Ees | 1981 | Buinerveld
Op het Buinerveld ligt een bijzondere pingoruïne: hij is droog en bevat geen veen. Toch is het wel een pingoruïne. Doordat de kuilen in het Buinerveld geen water vasthouden, kon er geen veenvorming optreden. Ze zijn niet watervoerend zijn, zoals bij veel andere pingoruïnes wel het geval is, heeft te maken met de samenstelling van de ondergrond. Door de vorming van de Hondsrug, liggen er op deze plek goed doorlatende zanden en grinden en ontbreekt hier het keileem. Hierdoor kon het smeltwater, en later het regenwater, makkelijk naar de ondergrond wegzakken.

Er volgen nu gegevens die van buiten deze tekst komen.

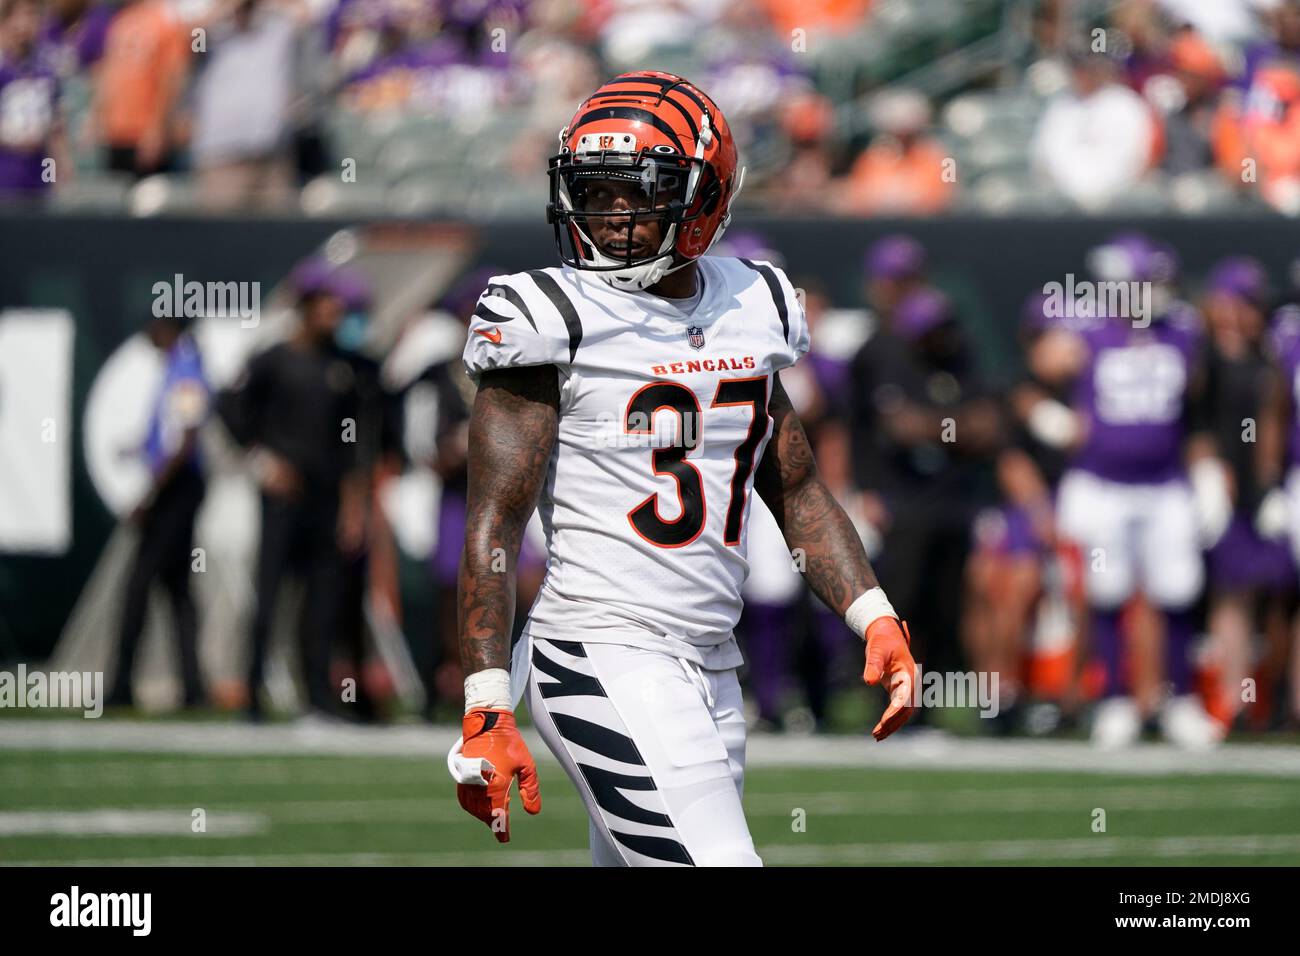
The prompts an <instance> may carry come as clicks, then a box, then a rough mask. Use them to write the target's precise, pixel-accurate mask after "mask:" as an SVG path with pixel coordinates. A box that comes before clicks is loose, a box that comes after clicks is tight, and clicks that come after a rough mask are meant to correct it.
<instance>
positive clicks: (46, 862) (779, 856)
mask: <svg viewBox="0 0 1300 956" xmlns="http://www.w3.org/2000/svg"><path fill="white" fill-rule="evenodd" d="M759 852H761V855H762V857H763V861H764V862H767V864H770V865H811V864H831V865H836V864H839V865H894V864H958V862H963V864H978V862H983V864H989V862H1043V861H1049V862H1058V861H1062V860H1113V858H1119V857H1141V858H1145V860H1164V861H1178V860H1192V858H1204V857H1242V856H1252V857H1269V856H1275V855H1283V853H1295V852H1300V835H1277V834H1245V835H1240V836H1162V838H1123V836H1104V835H1097V836H1080V838H1076V839H1070V840H971V842H944V843H933V842H914V843H849V844H815V843H809V844H805V845H798V844H793V843H784V844H776V845H767V847H761V848H759ZM589 861H590V856H589V853H588V851H586V849H536V851H515V849H497V848H493V847H487V848H485V849H480V851H464V852H451V853H300V855H299V853H276V855H265V856H261V855H252V853H244V855H213V856H148V857H125V858H121V857H120V858H112V860H107V858H104V860H100V858H82V860H23V861H21V862H13V864H5V865H19V866H585V865H588V862H589Z"/></svg>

(locatie 1627, de Gletsjerkuil)

(De Gletsjerkuil, de bekendste droge pingoruïne)
Het reliëf van deze droge pingoruïne is in werkelijkheid is minder sterk dan onderstaand blokdiagram doet vermoeden. In het Weichselien traden namelijk ook allerlei andere processen op, zoals zandverstuivingen, maar ook hellingprocessen. Gedeeltelijk dicht stuiven of het afglijden van afzettingen langs de hellingen naar beneden ligt dan voor de hand, hierdoor treedt vervlakking op (Tw op de tekening).
Ook gedurende het Holoceen hebben er allerlei processen plaatsgevonden. Zo hebben er zich haar- en veldpodzol bodems gevormd en zijn er, waarschijnlijk in de Middeleeuwen, kleinschalige zandverstuivingen ontstaan.

Blokdiagram, Ter Wee.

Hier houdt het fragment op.